Ingredient of the Week: Beef
This week on Todd Kliman’s Washingtonian chat, a reader asked about the difference between Kobe and Wagyu beef, and if they were the same thing. Kliman’s response was:
[T]hey are NOT the same. The restaurant industry would like you to think they are the same. A lot of menus are constantly referring to something called “American Kobe.” There’s a reason it’s in quotation marks: There’s no such thing.
In most cases, kobe is a scam.
Real kobe — the kind that comes from Japan, from cows that have been treated better than some spa-goers — is prohibitively expensive. You can sample it right now at BLT Steak. It’s $130 for five ounces.
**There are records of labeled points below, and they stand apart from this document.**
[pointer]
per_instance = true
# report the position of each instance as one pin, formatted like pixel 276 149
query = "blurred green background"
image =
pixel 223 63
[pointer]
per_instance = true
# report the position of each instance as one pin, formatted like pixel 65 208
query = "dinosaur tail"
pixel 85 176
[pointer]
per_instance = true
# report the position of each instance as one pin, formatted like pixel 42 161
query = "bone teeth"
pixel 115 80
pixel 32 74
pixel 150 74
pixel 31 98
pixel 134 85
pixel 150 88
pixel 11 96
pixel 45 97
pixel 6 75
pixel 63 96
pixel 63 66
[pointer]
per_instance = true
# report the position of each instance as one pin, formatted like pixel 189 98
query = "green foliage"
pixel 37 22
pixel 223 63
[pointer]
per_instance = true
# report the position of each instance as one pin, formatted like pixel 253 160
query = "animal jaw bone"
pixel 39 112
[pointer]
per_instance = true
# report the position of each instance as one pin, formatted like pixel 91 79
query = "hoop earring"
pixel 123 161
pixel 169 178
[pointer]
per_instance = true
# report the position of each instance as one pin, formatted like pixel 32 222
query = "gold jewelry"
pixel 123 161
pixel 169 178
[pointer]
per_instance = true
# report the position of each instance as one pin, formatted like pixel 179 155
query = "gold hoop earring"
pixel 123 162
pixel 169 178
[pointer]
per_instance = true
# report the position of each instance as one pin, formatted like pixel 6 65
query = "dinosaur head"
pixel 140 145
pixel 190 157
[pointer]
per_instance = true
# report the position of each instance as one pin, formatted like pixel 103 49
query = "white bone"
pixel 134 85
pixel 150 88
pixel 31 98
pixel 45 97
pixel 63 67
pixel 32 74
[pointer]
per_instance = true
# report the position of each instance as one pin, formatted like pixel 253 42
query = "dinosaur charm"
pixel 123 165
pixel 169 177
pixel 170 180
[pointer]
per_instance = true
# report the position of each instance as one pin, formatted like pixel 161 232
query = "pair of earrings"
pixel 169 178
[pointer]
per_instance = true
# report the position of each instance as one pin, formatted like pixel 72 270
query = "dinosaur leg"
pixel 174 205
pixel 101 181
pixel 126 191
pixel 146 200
Wagyu is tasty, but really nothing close to kobe, which is famed for its exceptional marbling. In essence, its fat content. A slice of real kobe is akin — as my wife once put it — to tallow-flavored butter. Five ounces will make your heart race. Three, four ounces in, you’ll feel as if you’d ingested a few uppers or run up a couple of flights of stairs.
We’d like to delve deeper into this issue, because Kliman makes a good point. Many restaurants are misrepresenting the beef on their menus by calling it American Kobe, and charging in accordance.
Kobe is Wagyu beef, but Wagyu is not Kobe. Kobe beef refers to the specific type of Wagyu cattle raised in Hyogo Prefecture. The cattle are treated to the famous massages and diets of sake and beer. This mixture of treatment, as well as a variable climate, makes for happy, delicious, fatty cows. The meat is beautifully marbled with tiny veins of evenly distributed fat, unlike the huge globs o’ fat found in other typical beefs.
However, there is such a thing as American Wagyu. Many ranchers have imported Wagyu-breed cows and cross-bred them with Angus cows, often until there is very little Wagyu in the bloodlines. This, in combination with less fancy treatment, shorter lives and a different climate, makes for less happy, fatty cows. Not to mention a lot less delicious with the dreaded globs o’ fat.
For the most part, you might as well save the bucks and just go for a prime piece of Angus steak. It’s likely to be just as or more delicious than this so-called Kobe beef. Or if you want the real thing you can spring the $130 for the five ounces at BLT Steak.